Data Modeling#

When indexing data from other data sources into Squirro, the data is transformed into the Squirro Item Format. In this process, keywords are used to add structured and semi-structured information to the items.

This section talks about the considerations when thinking of the keywords to use on Squirro items.

Note

None of the guidelines on this page are binding. They are simply best practices that the Squirro team uses when creating projects. Outside of performance considerations, the Squirro product doesn’t enforce any specific way of working with labels.

Considerations#

Performance#

Performance considerations come into play when working with labels. Every label that’s maintained adds a bit of overhead, especially memory consumption. When returning the label selection list in the search screen, Squirro and the underlying Elasticsearch server, need to look at every result and count the occurrences of each label value.

To improve performance, the following changes can be made:

  • Remove the “analyzed” option from labels that don’t need it. Without analyzed a label is only there for filtering, no searching and no typeahead is possible.

  • Only add labels to Squirro that are really needed.

  • Hide any label that doesn’t need to be used in filtering. Dashboards which have been configured with a label that’s now hidden will continue to work.

  • For labels where type-ahead is not needed, that option should be unchecked.

  • Only make labels searchable that really need to be.

Completeness#

It’s tempting to initially import any and every field from the source data and add them as a label. While this is often a sensible approach in a PoC or exploratory phase, for production this should be avoided.

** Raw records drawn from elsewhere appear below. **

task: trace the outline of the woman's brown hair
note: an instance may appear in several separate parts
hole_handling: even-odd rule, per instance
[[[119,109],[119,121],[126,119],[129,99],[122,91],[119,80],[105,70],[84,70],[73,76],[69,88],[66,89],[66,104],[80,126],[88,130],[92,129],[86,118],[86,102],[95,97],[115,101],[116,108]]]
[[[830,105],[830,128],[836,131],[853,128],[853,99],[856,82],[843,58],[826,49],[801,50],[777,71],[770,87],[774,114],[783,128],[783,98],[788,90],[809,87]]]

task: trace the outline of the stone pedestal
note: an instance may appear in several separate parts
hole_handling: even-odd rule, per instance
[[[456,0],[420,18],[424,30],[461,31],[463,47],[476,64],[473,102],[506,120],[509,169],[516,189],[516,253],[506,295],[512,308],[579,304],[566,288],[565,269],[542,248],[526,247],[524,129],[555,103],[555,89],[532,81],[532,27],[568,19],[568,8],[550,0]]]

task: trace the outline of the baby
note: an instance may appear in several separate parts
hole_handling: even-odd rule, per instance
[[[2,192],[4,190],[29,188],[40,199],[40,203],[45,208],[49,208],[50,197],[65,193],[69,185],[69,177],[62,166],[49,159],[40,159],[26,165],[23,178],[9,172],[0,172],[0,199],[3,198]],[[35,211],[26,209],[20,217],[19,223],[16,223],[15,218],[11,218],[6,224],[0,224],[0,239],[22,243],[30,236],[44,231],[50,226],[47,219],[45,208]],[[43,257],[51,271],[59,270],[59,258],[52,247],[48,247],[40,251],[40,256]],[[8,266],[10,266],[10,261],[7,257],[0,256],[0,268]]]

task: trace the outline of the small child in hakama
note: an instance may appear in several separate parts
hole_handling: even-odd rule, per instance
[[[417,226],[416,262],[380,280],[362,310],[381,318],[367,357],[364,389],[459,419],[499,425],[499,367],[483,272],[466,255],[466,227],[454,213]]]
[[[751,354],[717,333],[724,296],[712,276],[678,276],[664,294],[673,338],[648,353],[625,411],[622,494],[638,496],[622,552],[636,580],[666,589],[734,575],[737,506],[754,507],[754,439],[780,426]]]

Only labels should be imported that are actually used in dashboards, filtering and search. If a label needs to be added at a later stage that is not a problem and can always be done.

Usability#

Generally, it’s best to use label names internally that don’t have spaces and are lower case. The display name is then used to give them a user-friendly name.

Tip: Squirro recommends grouping labels into user-friendly groups and making use of the provided formatting options, such as date format.